SUR L’ÉCONOMIE SOCIALE ET SOLIDAIRE

Plan de travail du collège des chercheurs et chercheures
Mise à jour - septembre 2000


Objectif général

Comparer les modèles québécois et français d’économie sociale et solidaire. À cet effet, développer la contrepartie française du texte de Vaillancourt et Favreau (2000) sur Le modèle québécois d’économie sociale et solidaire . Mettre à jour le texte québécois, situer dans le contexte international, soumettre à la discussion.


Tâches

1. Concernant l’histoire de l’économie sociale et solidaire : faire une note historique sur l’économie sociale et solidaire en France et au Québec (janvier 2001). Cette note sera attentive à la façon de concevoir les rapports historiques entre l’économie sociale et l’économie solidaire en France et au Québec.

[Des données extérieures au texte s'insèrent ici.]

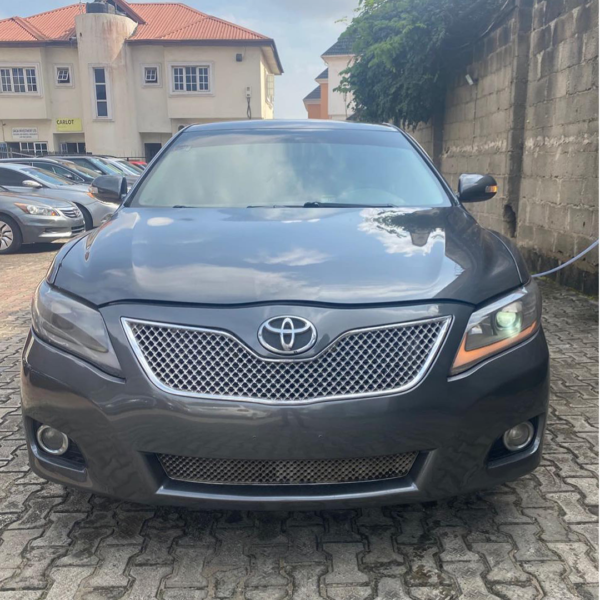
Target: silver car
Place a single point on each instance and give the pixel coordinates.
(31, 180)
(30, 219)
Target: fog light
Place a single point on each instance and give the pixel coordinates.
(52, 440)
(518, 437)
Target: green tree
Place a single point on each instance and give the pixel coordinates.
(406, 50)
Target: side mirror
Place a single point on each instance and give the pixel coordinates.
(109, 188)
(476, 188)
(32, 184)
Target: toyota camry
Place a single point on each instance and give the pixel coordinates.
(287, 315)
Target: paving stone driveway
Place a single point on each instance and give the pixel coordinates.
(537, 537)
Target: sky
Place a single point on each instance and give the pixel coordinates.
(302, 30)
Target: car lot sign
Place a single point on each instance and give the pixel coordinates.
(68, 125)
(25, 133)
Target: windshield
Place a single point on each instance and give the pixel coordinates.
(80, 170)
(135, 170)
(297, 168)
(47, 176)
(114, 169)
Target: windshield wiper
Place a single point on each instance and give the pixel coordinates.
(318, 204)
(275, 206)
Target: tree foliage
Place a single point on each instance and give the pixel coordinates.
(405, 50)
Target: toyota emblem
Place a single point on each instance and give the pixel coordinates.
(287, 335)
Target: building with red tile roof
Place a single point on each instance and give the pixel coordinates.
(120, 78)
(325, 102)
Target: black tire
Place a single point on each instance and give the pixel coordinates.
(87, 218)
(11, 238)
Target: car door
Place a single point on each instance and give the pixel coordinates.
(13, 180)
(62, 171)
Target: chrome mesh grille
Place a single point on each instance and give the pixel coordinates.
(286, 472)
(211, 363)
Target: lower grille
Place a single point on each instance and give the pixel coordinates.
(286, 472)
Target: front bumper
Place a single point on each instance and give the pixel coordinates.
(122, 425)
(37, 229)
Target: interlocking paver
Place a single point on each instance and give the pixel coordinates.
(538, 537)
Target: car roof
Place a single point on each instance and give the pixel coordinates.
(5, 161)
(306, 125)
(16, 167)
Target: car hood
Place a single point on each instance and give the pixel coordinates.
(37, 199)
(238, 256)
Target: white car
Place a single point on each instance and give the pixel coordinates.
(31, 180)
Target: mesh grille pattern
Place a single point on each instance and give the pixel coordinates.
(286, 472)
(359, 363)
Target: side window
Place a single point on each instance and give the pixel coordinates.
(65, 173)
(8, 177)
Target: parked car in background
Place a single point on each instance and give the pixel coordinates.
(34, 181)
(30, 219)
(125, 165)
(64, 168)
(101, 166)
(287, 315)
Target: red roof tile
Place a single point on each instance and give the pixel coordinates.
(156, 21)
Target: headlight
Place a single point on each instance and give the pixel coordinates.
(73, 327)
(499, 326)
(41, 211)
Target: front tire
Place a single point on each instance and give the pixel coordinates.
(11, 239)
(87, 218)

2. Concernant l’évaluation de l’économie sociale et solidaire:

a) Développer un outil méthodologique pertinent (une grille) pour évaluer les pratiques d’économie sociale et solidaire dans l’aide à domicile. Cette grille sera préparée conjointement par le CRIDA en France (Laurent Gardin et Jean-Louis Laville) et le LAREPPS au Québec (Christian Jetté, Lucie Dumais et Yves Vaillancourt). Elle sera prête en janvier 2001, de manière à pouvoir être présentée et discutée lors de la rencontre de février 2001 au Québec.

b) Tester l’outil méthodologique en l’appliquant à l’économie plurielle en référence à trois types de structures (privée, administration publique et économie sociale et solidaire) (Mai 2001).

3. Concernant les rapports entre l’État et l’économie sociale et solidaire : cerner les résistances / potentialités du dispositif étatique et public pour soutenir l’émancipation de l’économie sociale et solidaire spécialement dans les régions et les territoires locaux. Faire le lien avec les thèmes de la gouvernance, de la démocratisation, de la décentralisation et du "mieux disant social". Une piste à explorer et à documenter: "L’État peut être garant du service public sans être nécessairement exécuteur" (Paul Picard). Identifier les conditions permettant que l’État et le dispositif public deviennent capables d’accompagner de manière partenariale les acteurs de l’économie sociale et solidaire.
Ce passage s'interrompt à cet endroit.